Interpretive Summary: Conventional multivariate statistical methods have been used for decades to calculate environmental indicators. These methods generally work fine if they are used in a situation where the method can be tailored to the data. But there is some skepticism that the methods might fail where the data do not have "nice" properties in a statistical sense. The aim of the paper is to demonstrate some of the shortcomings of some of the popular methods and to identify how the Malmquist index might be used as an alternative. The paper presents the results of an exhaustive review in the field of environment, hydrology and water quality which identified the most commonly used approaches. We then compare the most popular method, principal component analysis with the Malmquist index, using a synthetic data set with known properties. We found that the Malmquist index approach always produced good results. On the same data set, the statistical method failed and gave results that are not usable, or worse, misleading. This result calls into question many of the results reported for the calculation of an index in geoscience applications.

Technical Abstract: Conventional multivariate statistical methods have been used for decades to calculate environmental indicators. These methods generally work fine if they are used in a situation where the method can be tailored to the data. But there is some skepticism that the methods might fail in the context of skewed data distributions or spatial auto-correlation. Further, the indicators developed by statistical approaches cannot be used to compare different regions or time periods that had not been covered by the input data. The aim of the paper is to demonstrate some of the shortcomings and to identify how the Malmquist index might be used as an alternative.
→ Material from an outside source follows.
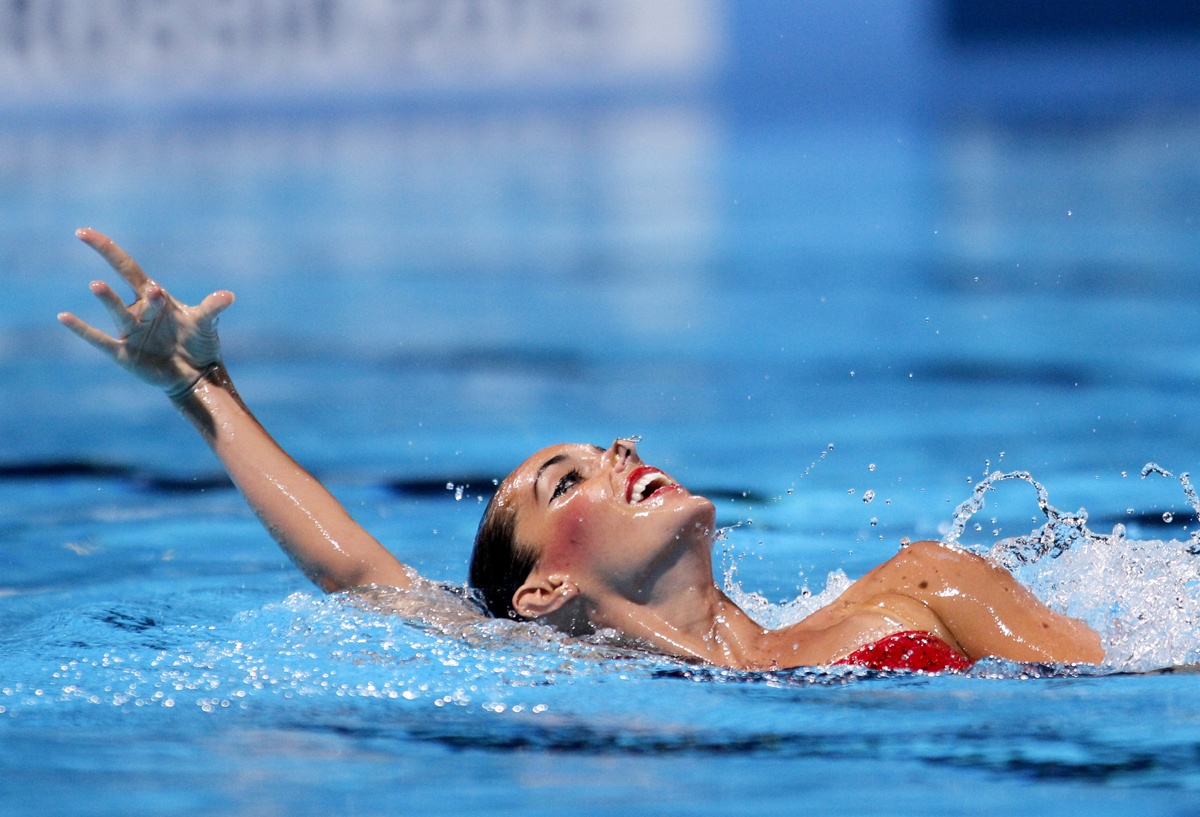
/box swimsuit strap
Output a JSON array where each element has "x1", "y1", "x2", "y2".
[{"x1": 834, "y1": 630, "x2": 974, "y2": 672}]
The paper presents the results of an exhaustive review in the field of environment, hydrology and water quality which identified the most commonly used approaches. Then principal component analysis as representative of these approaches and the Malmquist index are challenged with simulated time series data to demonstrate the failure of statistical methods in two of the most common problems faced in construction of a water quality index.